After she applied for the U-Visa but before it was granted, Cortes was driving through Pinal County and was pulled over by an Arizona sheriff’s deputy for a cracked windshield. The depury, Chad Lakosky, asked Cortes for her license and identification papers, and asked if she had a visa. Cortes gave Lakosky her full name and explained that she was in the process of obtaining a U-Visa.

Cortes offered to show the deputy a copy of her pending U-Visa application but he wasn’t interested, Cortes says. Another officer, Kristina Stoltz, joined Lakosky at the traffic stop and asked Cortes to step out of the vehicle. Stoltz patted Cortes down, then handcuffed Cortes.

“They put me in the police car, never told me why they were taking me or where I was going, which really worried me because I didn’t know what would happen to my children — the five days I spent detained were a nightmare for me,” Cortes says in a written statement.

Cortes, still handcuffed, was driven 13 miles away from the traffic stop to a U.S. Customs and Border Patrol office in Casa Grande. When they arrived at the office, Lakosky wrote Cortes a traffic citation for her windshield, lack of license, and failure to provide proof of insurance. Then he left the office and Cortes was transferred to federal immigration officers who kept her in detention for the next five days.  In Lakosky’s narrative of the report on the incident, he wrote that Cortes was “cited and released.” He made no mention of Cortes being arrested, handcuffed, transported, and detained for five days.
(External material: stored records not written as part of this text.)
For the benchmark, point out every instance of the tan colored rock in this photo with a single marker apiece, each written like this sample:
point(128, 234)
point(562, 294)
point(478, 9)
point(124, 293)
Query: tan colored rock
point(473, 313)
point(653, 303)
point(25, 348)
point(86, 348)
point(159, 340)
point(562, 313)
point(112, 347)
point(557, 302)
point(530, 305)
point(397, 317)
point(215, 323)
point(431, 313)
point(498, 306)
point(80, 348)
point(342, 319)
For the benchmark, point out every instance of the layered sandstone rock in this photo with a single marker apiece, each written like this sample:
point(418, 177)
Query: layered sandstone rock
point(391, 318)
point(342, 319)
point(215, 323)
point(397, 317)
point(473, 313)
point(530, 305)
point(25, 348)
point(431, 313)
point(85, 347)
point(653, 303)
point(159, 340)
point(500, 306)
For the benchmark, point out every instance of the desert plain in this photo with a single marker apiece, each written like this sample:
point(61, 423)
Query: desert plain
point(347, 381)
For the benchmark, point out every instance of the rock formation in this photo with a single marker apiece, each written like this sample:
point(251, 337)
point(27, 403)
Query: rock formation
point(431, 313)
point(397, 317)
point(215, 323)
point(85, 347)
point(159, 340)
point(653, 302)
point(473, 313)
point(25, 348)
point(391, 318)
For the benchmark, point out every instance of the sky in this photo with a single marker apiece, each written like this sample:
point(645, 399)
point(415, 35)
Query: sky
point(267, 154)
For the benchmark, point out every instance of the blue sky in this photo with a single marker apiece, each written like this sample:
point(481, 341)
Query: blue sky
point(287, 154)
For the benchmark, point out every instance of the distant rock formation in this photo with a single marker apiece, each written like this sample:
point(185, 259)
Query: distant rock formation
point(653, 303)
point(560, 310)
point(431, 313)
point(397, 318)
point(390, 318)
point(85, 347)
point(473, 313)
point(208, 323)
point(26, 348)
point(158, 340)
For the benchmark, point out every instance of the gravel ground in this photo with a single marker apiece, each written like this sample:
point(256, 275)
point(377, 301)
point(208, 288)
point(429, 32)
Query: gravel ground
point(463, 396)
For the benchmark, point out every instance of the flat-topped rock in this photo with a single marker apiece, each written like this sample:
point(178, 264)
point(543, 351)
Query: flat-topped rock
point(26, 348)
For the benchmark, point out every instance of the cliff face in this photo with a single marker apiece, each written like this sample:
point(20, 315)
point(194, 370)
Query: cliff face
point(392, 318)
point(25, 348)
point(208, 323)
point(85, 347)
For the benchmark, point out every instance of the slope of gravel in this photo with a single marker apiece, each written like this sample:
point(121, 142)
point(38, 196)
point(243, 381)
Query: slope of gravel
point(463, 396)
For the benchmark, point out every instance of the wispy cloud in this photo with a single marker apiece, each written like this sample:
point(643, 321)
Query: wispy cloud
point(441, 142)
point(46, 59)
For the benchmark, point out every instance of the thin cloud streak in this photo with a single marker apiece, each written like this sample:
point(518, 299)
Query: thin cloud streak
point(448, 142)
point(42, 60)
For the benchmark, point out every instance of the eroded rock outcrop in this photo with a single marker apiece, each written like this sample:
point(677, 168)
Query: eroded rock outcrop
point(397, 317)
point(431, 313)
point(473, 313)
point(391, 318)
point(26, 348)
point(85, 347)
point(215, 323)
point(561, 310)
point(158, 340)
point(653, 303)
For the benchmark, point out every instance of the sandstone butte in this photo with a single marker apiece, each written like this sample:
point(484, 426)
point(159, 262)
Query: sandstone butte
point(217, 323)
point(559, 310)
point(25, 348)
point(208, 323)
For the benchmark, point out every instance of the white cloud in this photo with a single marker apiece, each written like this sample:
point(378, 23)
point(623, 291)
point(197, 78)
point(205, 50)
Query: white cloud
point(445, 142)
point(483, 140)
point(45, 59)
The lawsuit claims that Lakosky and Stoltz violated Cortes’ Fourth amendment right against unreasonable seizure. Cortes’ lawyers argue that “at no time during the stop did these Defendants have either probable cause or reasonable suspicion that Ms. Cortes was involved in criminal activity and at no time was Ms. Cortes told that she was under arrest for any reason. At no time during the stop did Ms. Cortes believe that she was free to leave the scene”

Pinal County Sheriff Paul Babeu said in a written statement that his “deputies took the exact actions as what is required by law.”

The “Show Me Your Papers” law, officially known S.B. 1070, allows police officers, while enforcing other laws, to question the immigration status of those suspected of being in the country illegally.  After the law passed in 2010, opponents filed legal complaints against the the constitutionality of law’s provisions, arguing that it sanctioned racial profiling and that state law was overstepping federal statues. The Supreme Court upheld the law and said they could not determine if S.B. 1070 was a violation of Federal Law because it still had not been enforced.

Cortes, who experienced enforcement of the law first hand, is seeking punitive damages for violation of her constitutional rights. She was granted a U-Visa in July of 2013.